I stole that line from the movie because I believe that making it through a day can be a creative accomplishment when we see our life as part of our creative work.

We can use creative expression to open our hearts when things are difficult. When Suleika’s eyes blurred and she could neither read nor write, she picked up a brush and painted watercolors for the first time.

Her hospital room became her studio; her paintings graced the walls.

Gifts from my readers

I’ve begun to hear from readers of Meeting the Muse After Midlife, and their comments are giving me the energy I need to make it up the big mountain of book promotion I have to climb.

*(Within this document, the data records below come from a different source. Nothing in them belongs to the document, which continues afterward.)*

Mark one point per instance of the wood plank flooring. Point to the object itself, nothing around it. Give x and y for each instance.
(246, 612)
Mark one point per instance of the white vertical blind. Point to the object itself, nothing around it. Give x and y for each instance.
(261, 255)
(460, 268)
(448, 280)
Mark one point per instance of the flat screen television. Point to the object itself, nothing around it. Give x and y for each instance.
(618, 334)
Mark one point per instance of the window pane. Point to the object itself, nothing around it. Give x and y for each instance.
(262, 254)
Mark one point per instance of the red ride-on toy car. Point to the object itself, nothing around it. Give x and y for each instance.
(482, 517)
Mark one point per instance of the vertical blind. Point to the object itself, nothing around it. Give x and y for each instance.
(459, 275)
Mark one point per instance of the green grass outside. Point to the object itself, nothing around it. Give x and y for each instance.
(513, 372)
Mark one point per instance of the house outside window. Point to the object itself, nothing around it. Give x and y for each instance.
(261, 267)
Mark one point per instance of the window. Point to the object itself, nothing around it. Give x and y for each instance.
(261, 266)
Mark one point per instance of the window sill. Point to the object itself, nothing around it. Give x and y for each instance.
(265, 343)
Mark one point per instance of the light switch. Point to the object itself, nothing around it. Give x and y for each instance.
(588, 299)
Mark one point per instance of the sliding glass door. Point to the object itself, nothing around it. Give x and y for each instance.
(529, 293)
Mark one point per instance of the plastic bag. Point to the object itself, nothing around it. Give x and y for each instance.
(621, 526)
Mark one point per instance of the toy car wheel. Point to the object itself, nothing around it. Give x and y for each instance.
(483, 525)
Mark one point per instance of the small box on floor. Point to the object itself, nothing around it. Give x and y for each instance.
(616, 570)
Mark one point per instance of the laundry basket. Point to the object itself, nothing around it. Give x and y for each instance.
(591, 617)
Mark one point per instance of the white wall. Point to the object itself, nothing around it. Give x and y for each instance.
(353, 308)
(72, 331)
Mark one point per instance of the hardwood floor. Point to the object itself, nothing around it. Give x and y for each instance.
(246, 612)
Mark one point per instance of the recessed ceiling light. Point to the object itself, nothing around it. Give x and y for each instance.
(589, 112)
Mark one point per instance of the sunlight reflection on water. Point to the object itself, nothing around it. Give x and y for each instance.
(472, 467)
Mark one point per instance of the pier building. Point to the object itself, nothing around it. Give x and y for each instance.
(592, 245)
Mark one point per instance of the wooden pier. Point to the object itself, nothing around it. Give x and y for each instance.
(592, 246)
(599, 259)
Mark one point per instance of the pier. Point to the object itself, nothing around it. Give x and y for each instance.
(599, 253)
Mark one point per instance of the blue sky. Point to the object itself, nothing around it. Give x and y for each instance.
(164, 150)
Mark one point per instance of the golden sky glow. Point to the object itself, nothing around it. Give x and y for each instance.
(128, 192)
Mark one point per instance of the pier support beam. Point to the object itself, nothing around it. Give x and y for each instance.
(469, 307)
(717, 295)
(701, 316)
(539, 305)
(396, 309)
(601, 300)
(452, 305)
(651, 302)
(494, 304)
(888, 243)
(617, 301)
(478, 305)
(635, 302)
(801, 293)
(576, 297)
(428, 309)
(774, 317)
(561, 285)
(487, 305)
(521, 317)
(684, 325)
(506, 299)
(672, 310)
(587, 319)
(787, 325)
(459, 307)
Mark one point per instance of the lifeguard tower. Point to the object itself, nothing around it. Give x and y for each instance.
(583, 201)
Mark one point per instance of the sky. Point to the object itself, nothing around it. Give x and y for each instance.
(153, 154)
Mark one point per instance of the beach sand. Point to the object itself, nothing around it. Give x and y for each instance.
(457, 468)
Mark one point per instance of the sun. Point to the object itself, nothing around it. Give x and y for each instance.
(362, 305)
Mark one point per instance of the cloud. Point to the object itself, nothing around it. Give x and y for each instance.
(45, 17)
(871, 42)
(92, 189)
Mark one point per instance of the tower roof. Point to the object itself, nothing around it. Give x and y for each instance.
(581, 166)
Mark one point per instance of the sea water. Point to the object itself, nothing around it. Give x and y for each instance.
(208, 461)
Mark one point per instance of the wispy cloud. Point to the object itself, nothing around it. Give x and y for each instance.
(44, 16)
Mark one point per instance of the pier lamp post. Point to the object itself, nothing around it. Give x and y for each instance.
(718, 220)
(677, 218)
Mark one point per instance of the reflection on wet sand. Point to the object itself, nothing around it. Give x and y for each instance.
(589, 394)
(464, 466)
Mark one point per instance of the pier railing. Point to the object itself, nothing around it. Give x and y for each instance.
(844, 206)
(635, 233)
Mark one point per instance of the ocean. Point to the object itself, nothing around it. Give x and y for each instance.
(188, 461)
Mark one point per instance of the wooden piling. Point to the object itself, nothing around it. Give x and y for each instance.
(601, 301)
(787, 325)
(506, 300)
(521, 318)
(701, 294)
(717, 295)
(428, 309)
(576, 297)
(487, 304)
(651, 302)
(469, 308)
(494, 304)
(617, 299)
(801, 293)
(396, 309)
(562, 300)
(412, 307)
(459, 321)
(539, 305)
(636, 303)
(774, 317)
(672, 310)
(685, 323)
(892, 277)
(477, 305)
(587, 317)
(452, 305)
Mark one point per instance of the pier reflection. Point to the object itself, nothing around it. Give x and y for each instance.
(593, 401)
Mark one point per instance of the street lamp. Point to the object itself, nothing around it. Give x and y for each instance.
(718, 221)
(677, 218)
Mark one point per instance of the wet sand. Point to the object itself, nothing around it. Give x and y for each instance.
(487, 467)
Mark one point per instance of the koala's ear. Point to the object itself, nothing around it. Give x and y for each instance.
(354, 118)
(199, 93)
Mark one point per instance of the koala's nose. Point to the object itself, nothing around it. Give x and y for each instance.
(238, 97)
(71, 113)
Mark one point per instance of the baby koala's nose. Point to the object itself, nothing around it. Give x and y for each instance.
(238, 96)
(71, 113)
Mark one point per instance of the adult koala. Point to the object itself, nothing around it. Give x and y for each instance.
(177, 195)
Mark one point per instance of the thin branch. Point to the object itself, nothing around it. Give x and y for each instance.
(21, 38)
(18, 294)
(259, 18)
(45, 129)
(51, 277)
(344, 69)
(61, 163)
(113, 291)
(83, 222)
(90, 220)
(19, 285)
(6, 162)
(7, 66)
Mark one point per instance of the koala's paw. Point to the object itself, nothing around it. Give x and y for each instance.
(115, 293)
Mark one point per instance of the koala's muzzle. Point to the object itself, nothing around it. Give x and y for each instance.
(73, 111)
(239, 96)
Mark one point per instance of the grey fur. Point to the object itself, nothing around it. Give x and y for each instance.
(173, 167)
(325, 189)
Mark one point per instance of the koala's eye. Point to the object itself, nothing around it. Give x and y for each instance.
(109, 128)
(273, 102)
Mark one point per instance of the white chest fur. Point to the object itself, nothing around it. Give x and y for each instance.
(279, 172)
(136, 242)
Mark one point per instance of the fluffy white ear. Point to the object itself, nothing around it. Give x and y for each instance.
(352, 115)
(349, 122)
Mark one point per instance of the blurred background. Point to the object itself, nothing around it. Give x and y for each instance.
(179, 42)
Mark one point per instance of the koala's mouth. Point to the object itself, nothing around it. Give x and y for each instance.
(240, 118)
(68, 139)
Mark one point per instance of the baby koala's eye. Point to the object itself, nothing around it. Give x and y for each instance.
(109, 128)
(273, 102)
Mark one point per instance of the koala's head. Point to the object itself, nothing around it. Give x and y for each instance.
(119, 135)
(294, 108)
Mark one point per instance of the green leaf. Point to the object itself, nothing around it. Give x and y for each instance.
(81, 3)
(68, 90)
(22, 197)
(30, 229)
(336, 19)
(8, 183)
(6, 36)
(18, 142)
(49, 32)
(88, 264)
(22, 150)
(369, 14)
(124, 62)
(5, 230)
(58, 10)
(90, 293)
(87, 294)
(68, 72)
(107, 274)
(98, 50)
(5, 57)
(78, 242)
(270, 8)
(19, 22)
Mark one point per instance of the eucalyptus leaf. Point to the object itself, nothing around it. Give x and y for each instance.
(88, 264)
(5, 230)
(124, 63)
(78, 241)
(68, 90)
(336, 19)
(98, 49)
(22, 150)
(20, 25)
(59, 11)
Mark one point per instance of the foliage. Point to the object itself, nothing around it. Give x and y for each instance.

Recently, I heard from a friend who thought she could not read my book because of her failing eyes. But her husband had read enough of it to know she would love it—so she decided to try. With creative inspiration, she used my bookmark like a patch over her weak eye. Then, remarkably, she read.

She says she’s loving the book.

I can’t tell you how much joy that brings me—especially in this season of global woe.

Others have shared that my book:

  • Inspired him to start drawing his face in the mirror.
  • Led her to want to take ballroom dancing lessons.
  • Reminded her they she could fulfill a childhood dream and learn to act. 

Sparking light in others brightens my own path during these dark times.

The power of sharing

We need to hear each other’s heartfelt stories. Some may be difficult—with the pain that comes with being human. But we can bear that pain better when we feel witnessed and feel room to be authentically ourselves.

We remind each other that we can do this hard thing called being human, with its lights and darks, or, as in the movie with Jon and Suleika, triumphs and grief.

We discover as we share our stories and complexities, we may lighten life’s burdens for others.

2 Responses

  1. Dear Sally, your book was recommended to me by someone in my alma mater writing group, and so I started reading your blog today. What an inspiration you are! Thank you for writing about global woe and personal, familial, community joy in the same sentence.

    I, too, am writing a book after leaving teaching high school and college for (30 years). I want to address everything, so, for now, I just write until I settle. I also lean Buddhist and practice yoga, along with hiking a lot and working in a hardware store part time. Grounding, always grounding.

    1. Karen, It’s so great to hear from you — thanks for reading the book and the blog! Keep me posted on your book. It sounds like a story that needs to be told, one that will arrive in its time!